Vom Wachtelberg gibt’s erstmals Sekt. Prosecco soll folgen. Die nördlichste weingesetzliche Reblage der Welt mausert sich

Werder. Wer sich zu Weihnachten oder Silvester zuprosten will, kann dazu in diesem Jahr erstmals Sekt aus Brandenburg entkorken. Soeben hat Manfred Lindicke, Winzer vom Wachtelberg in Werder, die erste Probe verkostet. „Schön prickelnd, mit der leichten Geschmacksnote des Müller-Thurgau“, charakterisiert er seinen Sekt Brut – das bedeutet weniger als 15 Gramm Zuckergehalt –, der ab Ende November unter dem Namen „Fridericus“ erhältlich sein soll.

Der Tropfen aus der nördlichsten weingesetzlich erfassten Reblage der Welt reift im Moment in 3000 Flaschen in Weinkellern an der Mosel. Die Flaschen werden täglich um 45 Grad gedreht. Handrüttelung heißt das. Ein arbeitsintensives Unterfangen, was die relativ hohen Kosten von rund zehn Euro erklärt. „Firmen wie Rotkäppchen verwenden Importweine, da können wir preislich nicht mithalten“, sagt Lindicke.

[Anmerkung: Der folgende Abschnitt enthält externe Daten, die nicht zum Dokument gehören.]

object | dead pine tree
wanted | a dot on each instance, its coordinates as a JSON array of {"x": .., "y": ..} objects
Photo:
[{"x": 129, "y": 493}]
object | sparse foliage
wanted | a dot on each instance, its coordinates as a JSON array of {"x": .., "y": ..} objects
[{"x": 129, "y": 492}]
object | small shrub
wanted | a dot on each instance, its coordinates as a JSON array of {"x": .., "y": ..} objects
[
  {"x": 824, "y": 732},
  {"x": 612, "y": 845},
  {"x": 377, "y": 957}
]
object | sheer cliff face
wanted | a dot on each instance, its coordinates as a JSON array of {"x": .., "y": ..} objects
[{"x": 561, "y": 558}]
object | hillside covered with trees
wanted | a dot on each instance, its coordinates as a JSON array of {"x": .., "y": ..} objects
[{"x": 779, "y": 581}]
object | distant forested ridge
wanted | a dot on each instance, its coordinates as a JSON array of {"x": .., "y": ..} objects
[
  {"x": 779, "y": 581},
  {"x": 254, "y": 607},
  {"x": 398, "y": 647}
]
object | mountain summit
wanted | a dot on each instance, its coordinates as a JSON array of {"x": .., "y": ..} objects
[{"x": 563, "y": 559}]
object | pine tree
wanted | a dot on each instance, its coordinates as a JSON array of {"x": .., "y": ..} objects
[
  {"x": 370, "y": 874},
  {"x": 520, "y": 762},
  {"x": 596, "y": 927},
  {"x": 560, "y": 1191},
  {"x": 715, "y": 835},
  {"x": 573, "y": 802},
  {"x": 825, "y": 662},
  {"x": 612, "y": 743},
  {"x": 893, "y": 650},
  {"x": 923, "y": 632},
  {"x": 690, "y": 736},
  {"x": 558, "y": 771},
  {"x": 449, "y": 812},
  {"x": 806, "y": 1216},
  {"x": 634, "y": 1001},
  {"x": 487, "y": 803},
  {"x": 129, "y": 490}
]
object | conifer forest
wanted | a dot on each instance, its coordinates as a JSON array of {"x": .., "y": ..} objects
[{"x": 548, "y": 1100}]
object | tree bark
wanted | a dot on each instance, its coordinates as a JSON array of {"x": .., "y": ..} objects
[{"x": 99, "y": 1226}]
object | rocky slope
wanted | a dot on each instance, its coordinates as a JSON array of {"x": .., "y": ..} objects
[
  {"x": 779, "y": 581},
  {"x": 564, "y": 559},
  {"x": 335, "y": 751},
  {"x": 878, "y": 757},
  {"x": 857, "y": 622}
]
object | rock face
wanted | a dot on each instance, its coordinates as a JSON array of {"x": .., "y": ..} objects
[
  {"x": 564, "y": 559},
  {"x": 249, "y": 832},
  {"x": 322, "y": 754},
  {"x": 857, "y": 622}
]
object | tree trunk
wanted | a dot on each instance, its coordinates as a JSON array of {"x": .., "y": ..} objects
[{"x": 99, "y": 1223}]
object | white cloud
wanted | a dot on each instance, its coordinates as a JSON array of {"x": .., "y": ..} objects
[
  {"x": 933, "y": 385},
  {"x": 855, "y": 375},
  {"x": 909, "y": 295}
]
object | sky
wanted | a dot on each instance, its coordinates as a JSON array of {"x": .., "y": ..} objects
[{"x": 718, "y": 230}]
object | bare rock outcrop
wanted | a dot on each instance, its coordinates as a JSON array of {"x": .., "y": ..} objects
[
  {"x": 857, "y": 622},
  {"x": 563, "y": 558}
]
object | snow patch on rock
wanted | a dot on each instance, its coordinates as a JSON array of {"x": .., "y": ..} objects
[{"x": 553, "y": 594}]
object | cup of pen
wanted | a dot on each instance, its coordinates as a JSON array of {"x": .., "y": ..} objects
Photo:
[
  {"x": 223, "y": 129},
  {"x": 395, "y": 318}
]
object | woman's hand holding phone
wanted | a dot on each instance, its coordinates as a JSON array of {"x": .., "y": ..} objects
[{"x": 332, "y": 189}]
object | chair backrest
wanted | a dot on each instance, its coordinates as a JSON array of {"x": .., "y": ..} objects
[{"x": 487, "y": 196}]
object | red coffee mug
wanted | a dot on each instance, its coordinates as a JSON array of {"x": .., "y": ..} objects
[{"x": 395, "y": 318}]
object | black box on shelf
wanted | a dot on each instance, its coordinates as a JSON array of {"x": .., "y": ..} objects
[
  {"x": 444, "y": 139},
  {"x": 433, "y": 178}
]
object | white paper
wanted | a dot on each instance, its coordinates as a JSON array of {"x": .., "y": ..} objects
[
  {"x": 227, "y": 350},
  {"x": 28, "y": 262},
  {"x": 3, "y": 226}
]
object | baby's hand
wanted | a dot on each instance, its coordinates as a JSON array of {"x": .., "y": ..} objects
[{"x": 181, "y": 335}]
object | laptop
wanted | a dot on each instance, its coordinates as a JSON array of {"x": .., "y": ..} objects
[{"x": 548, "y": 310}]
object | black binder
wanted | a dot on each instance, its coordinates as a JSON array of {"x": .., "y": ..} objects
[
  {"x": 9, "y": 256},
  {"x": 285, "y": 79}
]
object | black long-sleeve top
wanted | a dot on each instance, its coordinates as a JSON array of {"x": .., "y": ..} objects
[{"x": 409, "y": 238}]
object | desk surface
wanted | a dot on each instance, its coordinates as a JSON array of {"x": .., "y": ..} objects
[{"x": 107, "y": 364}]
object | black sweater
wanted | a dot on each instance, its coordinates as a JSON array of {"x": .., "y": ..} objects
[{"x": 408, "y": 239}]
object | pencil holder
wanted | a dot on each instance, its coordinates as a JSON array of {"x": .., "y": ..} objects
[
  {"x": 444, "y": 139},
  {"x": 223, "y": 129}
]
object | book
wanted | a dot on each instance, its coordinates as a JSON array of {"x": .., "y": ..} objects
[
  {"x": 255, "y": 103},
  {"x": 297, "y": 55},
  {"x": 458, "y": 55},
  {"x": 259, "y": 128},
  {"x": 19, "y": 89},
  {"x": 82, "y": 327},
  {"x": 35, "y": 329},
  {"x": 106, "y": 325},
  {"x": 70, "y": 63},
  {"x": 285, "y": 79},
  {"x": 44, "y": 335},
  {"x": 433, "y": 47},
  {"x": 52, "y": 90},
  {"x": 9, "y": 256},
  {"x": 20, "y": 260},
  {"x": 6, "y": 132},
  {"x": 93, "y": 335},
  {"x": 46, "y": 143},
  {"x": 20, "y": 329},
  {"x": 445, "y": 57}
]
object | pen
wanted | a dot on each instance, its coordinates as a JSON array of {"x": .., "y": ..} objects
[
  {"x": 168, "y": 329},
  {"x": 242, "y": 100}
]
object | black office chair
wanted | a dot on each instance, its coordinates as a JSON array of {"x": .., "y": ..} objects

Im nächsten Februar will er einen Perlwein, vergleichbar mit Prosecco, auf den Markt bringen. Dieser benötigt ein höheres Mostgewicht und wird relativ spät geerntet. Dabei dürfen 10,5 Prozent Alkohol nicht überschritten werden. Auch von ihm sollen 3000 Flaschen in den Verkauf gelangen. Für Manfred Lindicke war das abgelaufene Jahr in seinem Weinberg ein gutes. 35 000 Flaschen Müller-Thurgau und ein paar tausend Flaschen Rotwein wird es geben. Die Besucherzahlen in der jüngst eröffneten Schänke in Lindickes Weingarten habe alle Erwartungen übertroffen, sagt er. 70 bis 100 Gäste kamen an schönen Tagen in die „Tiene“, so heißt das Lokal, das drinnen und auf der Terrasse rund 100 Gästen Platz bietet. Tiene ist der Name eines Holzbottichs für 4,5 Kilogramm Weintrauben, der einst zum Treten der Trauben, später zum Transport des Obstes in die Hauptstadt gedient hatte.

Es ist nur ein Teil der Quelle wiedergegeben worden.